In a local server, the location of the PHP.ini file depends on the server environment you’re using. We’ll cover the most popular local server environments in PHP like LAMPP and WAMP.

WAMP

Finding a PHP.ini file in the WAMP server is easy. Locate the WAMP server icon and go to PHP -> PHP.ini.

XAMPP

XAMPP is a little complicated. Run your XAMPP installation and right-click on the Config button (in line with the APACHE module) and you’ll find the PHP.ini file in the dropdown menu.

Method 6: Finding PHP.ini File on Live server

The location of the PHP.ini file usually depends on your service provider.
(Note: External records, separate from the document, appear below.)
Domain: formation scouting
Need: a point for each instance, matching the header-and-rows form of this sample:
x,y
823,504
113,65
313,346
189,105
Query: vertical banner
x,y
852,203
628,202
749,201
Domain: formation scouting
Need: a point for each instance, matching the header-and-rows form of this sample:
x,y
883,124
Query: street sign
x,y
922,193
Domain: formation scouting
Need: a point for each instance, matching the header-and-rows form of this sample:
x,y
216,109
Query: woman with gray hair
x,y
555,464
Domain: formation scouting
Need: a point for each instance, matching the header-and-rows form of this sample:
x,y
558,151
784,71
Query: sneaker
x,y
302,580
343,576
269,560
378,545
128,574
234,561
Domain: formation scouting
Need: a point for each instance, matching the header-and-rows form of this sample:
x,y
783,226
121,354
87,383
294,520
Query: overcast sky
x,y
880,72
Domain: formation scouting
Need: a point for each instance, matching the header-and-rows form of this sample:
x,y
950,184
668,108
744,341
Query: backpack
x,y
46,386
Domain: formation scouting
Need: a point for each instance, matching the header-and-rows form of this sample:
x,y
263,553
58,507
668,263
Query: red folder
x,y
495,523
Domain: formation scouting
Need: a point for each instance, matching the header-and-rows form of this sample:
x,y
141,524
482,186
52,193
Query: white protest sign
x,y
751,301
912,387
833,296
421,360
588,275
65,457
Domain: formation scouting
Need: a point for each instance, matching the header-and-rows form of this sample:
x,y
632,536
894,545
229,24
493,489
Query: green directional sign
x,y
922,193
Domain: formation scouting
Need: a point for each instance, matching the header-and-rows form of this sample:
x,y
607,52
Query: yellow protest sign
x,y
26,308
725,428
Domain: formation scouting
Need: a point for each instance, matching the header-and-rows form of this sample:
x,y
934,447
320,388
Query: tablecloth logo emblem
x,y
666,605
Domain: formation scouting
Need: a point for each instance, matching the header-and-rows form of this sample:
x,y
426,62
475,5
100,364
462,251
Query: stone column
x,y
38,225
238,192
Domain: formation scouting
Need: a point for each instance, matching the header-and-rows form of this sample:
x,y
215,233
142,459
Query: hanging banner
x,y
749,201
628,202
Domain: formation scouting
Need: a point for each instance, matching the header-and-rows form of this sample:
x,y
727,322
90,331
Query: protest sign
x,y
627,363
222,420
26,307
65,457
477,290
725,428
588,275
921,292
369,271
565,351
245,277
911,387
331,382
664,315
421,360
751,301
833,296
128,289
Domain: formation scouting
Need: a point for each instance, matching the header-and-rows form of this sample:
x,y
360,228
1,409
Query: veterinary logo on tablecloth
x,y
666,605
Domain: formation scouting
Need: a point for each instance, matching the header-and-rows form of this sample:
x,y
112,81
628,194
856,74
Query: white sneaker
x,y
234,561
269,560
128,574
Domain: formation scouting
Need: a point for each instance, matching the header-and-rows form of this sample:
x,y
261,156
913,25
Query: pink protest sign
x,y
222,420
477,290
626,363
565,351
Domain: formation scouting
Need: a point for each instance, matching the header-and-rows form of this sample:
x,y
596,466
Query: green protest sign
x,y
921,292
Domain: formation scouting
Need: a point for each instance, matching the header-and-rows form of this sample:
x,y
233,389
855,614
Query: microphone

In this section, we’ll cover the common way to navigate it in most liver servers. GoDaddy was a kind of special case and so we’ve already covered it. The PHP.ini file can be found typically in the wp-admin folder.

cPanel

To locate the PHP.ini file in the cPanel, open your file manager, and navigate to your root directory. You’ll find the config file somewhere in the bottom. Make sure that the checkbox for show hidden files is checked.

The root directory is the top-level directory that is one level up from your main public_html directory.

Method 7: Finding PHP.ini File in Shared Hosting

Sadly, you can’t access or edit the PHP.ini file in shared hosting. What you can do is specify the required changes in your .htaccess file in the following pattern:

php_value name value

Here, php_value remains constant and the name represents the name of the PHP property you want to change. The same goes for the value too. For example, the following line will change the maximum uploaded file size to 10MB:

php_value uplaod_max_filesize 10M

Restart the Web Server after the Changes

Once you’ve made the changes (at least one change), you must restart the server. Otherwise, the changes will not be implemented.

On Linux, run the following command to restart:

/etc/init.d/httpd restart

On the WAMP server, go to the server icon in the toolbar and choose ‘Restart all services’.

On the XAMPP server, go to the main dashboard and click the stop button in line with the APACHE module and then click the start button again.

Takeaway

PHP.ini is one of the most important config files on your server. We’ve tried to cover the location of the PHP.ini file in most of the common server environments and systems. We’ll add more solutions later on!